Coca-Cola does not need to show the soda can.
Nike does not show the image of a shoe.
Or Microsoft does not need to have computer image.
3. Understand limitations
A logo is not a magic button. It can not make a bad product successful or save a poorly managed corporation. But a good logo will always help a good product realize its full potential. Smart design, along with the power of repetition, can make an enormous impact. The logo gives direction and attitude, while the product informs the meaning.
4. Be seductive
The message must be the most important part of the identity’s design, but the form must draw the viewer into it.
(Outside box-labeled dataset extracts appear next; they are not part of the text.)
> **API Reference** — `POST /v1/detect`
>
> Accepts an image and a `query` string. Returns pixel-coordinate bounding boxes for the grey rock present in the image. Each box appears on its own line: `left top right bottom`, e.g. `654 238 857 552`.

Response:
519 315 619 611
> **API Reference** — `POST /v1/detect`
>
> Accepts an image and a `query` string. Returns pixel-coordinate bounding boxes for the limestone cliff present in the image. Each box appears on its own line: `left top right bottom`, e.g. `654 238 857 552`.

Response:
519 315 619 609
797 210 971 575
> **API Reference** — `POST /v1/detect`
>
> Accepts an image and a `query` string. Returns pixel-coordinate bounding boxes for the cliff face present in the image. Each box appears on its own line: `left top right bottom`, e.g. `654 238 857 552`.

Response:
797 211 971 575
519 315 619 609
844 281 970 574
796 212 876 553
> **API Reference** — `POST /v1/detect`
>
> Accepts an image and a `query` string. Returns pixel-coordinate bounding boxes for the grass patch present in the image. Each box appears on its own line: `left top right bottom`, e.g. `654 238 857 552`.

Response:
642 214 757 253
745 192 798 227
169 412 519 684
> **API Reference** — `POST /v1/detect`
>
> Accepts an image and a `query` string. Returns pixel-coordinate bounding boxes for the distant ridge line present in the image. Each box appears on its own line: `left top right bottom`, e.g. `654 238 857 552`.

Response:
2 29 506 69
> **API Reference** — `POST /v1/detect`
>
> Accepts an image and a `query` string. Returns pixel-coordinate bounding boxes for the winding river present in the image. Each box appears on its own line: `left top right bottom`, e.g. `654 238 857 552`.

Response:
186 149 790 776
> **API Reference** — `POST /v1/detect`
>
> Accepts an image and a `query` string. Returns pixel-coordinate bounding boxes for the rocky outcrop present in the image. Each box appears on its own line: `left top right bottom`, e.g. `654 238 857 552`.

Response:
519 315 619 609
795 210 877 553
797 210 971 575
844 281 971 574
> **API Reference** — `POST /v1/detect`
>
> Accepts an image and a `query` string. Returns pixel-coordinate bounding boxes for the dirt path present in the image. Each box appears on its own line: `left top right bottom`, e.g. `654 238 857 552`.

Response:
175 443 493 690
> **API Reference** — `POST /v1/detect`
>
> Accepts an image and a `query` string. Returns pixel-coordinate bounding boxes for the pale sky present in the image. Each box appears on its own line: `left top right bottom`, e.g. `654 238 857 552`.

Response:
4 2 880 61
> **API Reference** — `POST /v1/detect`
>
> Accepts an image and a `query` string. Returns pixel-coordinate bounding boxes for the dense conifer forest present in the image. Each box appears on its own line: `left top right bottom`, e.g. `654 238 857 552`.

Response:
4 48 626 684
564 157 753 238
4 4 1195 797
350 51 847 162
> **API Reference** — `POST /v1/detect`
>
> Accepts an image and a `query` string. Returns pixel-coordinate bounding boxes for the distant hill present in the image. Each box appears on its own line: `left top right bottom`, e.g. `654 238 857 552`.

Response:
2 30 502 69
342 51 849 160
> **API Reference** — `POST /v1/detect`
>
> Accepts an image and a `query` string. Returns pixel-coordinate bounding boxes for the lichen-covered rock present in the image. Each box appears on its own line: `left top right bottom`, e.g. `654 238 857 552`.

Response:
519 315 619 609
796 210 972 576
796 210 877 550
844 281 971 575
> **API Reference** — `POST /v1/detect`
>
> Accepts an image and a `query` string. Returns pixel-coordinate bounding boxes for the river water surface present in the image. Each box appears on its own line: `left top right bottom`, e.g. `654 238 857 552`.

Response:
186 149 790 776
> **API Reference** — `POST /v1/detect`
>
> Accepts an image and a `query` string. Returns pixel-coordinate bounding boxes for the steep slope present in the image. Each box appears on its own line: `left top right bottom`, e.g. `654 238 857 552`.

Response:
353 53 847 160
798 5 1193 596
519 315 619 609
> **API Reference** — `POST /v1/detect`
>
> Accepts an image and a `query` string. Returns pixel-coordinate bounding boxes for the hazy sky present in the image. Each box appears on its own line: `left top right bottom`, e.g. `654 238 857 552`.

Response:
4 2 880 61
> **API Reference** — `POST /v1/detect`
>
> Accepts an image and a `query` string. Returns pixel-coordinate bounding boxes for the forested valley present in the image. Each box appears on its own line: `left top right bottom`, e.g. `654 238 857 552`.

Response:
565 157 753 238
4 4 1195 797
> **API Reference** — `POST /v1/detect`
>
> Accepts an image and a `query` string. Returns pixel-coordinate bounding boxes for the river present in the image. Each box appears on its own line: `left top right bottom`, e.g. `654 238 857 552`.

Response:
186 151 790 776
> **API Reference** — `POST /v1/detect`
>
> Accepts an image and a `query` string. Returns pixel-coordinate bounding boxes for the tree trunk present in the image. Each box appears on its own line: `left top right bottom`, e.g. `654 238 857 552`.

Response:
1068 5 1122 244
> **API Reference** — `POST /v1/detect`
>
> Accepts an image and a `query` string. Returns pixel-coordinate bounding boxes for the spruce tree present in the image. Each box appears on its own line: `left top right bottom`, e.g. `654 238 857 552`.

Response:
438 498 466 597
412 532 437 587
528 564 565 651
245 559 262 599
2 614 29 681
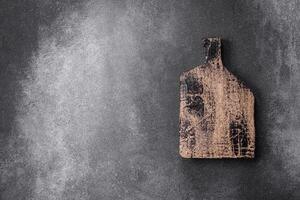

The more seductive it is, the more people will play attention and remember it.
Just look at these 2 forms, you will see what I mean.
5. Make mnemonic value
When we deconstruct how memory is made, we find there are four critical attributes of the process: 1) We see shape and color. All our visual recognition are based on this. Is something square and red, or round and yellow? From the way we read letterforms, to the way we identify faces, shape and color form the basis of this skill. Once the shape and color of a form have been determined, we 2) position it within our understanding of historical continuity. We ask ourselves, “Does this look contemporary, Victorian, or Medieval?” “Does this have relevance to me at this time?”
3) We then use the information we have from learned responses to form meaning such as blue is masculine, pink is feminine, a red light means stop … 4) Mnemonic value is linked seamlessly with emotional association. It is personal and difficult to predetermine. If a green car hit you when you were a child, you may have an aversion to green.
Being aware of and utilizing these four attributes provides the tools to produce mnemonic value.